If you believe in Christianity, you must have heard about or actually experienced the activity called the mission trip: the trip organized by the religious group to spread its ideology. In Asia Pacific International School, the community service club for teaching blind elementary students called “Theia” is currently preparing for the eleven day Christian mission and community service trip to Quezon City, Philippines.
In Philippines, Theia will concentrate on various community services: helping English-teaching camp for children in slum, teaching and socializing with people with disabilities. It is also arranging simple eco-friendly activities: cleaning the environment and local house buildings. Moreover, Theia hopes to evangelize local citizens effectively through worships and chapels. Grace Park, one of the founders of Theia, said, “We will spread Christian beliefs, but our main goal is to serve non-religious people in difficult conditions.” No wonder majority of planned activities—teaching children and cleaning an environment—are non-religious.
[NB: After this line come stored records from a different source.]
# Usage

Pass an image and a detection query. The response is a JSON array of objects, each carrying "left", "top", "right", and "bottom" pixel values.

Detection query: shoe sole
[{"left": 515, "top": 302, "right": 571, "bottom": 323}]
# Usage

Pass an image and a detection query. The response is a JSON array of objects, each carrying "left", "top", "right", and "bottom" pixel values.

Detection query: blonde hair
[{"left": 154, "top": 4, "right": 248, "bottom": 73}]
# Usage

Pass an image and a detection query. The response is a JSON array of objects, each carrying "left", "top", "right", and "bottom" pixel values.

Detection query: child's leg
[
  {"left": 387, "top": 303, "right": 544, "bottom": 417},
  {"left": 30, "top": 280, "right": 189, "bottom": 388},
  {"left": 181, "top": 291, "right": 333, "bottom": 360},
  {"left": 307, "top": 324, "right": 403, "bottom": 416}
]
Last year, in order to build the special school in Philippines, Theia had raised 1,000,000 won through the program called “Build the Brick.” “Brick” meant that every bit of money you donate will become a part of the brick of the school. Although the money was not big enough to build the school, the non-profit organization built by Koreans called “The House of Joy,” used it meaningfully by serving people with disabilities.
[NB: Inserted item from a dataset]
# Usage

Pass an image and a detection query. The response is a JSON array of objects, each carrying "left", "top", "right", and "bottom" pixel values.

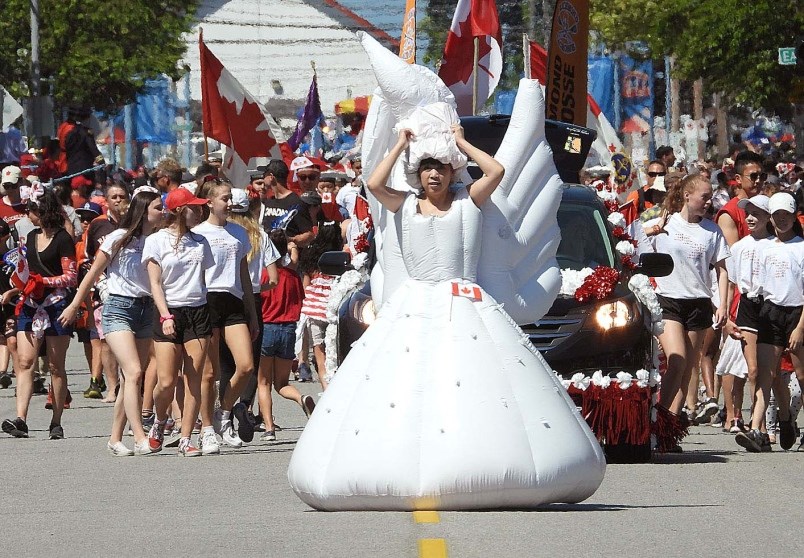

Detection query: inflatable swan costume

This trip is the sequel of the program, “Build the Brick.” Grace and Sophia—another founder and twin sister of Grace—explained the purpose of the trip, speaking, “Many organizations fundraise and donate money to somewhere. Yet we wanted more; we wanted to provide more direct help than to send money overseas.” Furthermore, they emphasized that such overseas trip and the experience of helping others are truly meaningful and can significantly widen students’ perspective.
The mission trip starts on June 10th, but Theia has already made some progress in preparation. First, it is constantly contacting with the House of Joy in Philippines to enhance the quality of the trip. Also, it recruited two teachers who can serve as guardians. Most importantly, it started fundraising by writing donation requests to parents and teachers of the school and starting selling foods; the goal is to raise 5 million won.
Difficulties and obstacles other than raising money exist, Grace said. To ease the burden and responsibility or individual participant of the trip, Theia has to recruit as many students as it can. “Still, greatest difficulty is to actually make our members to show efforts on this grand project of our club,” said Grace.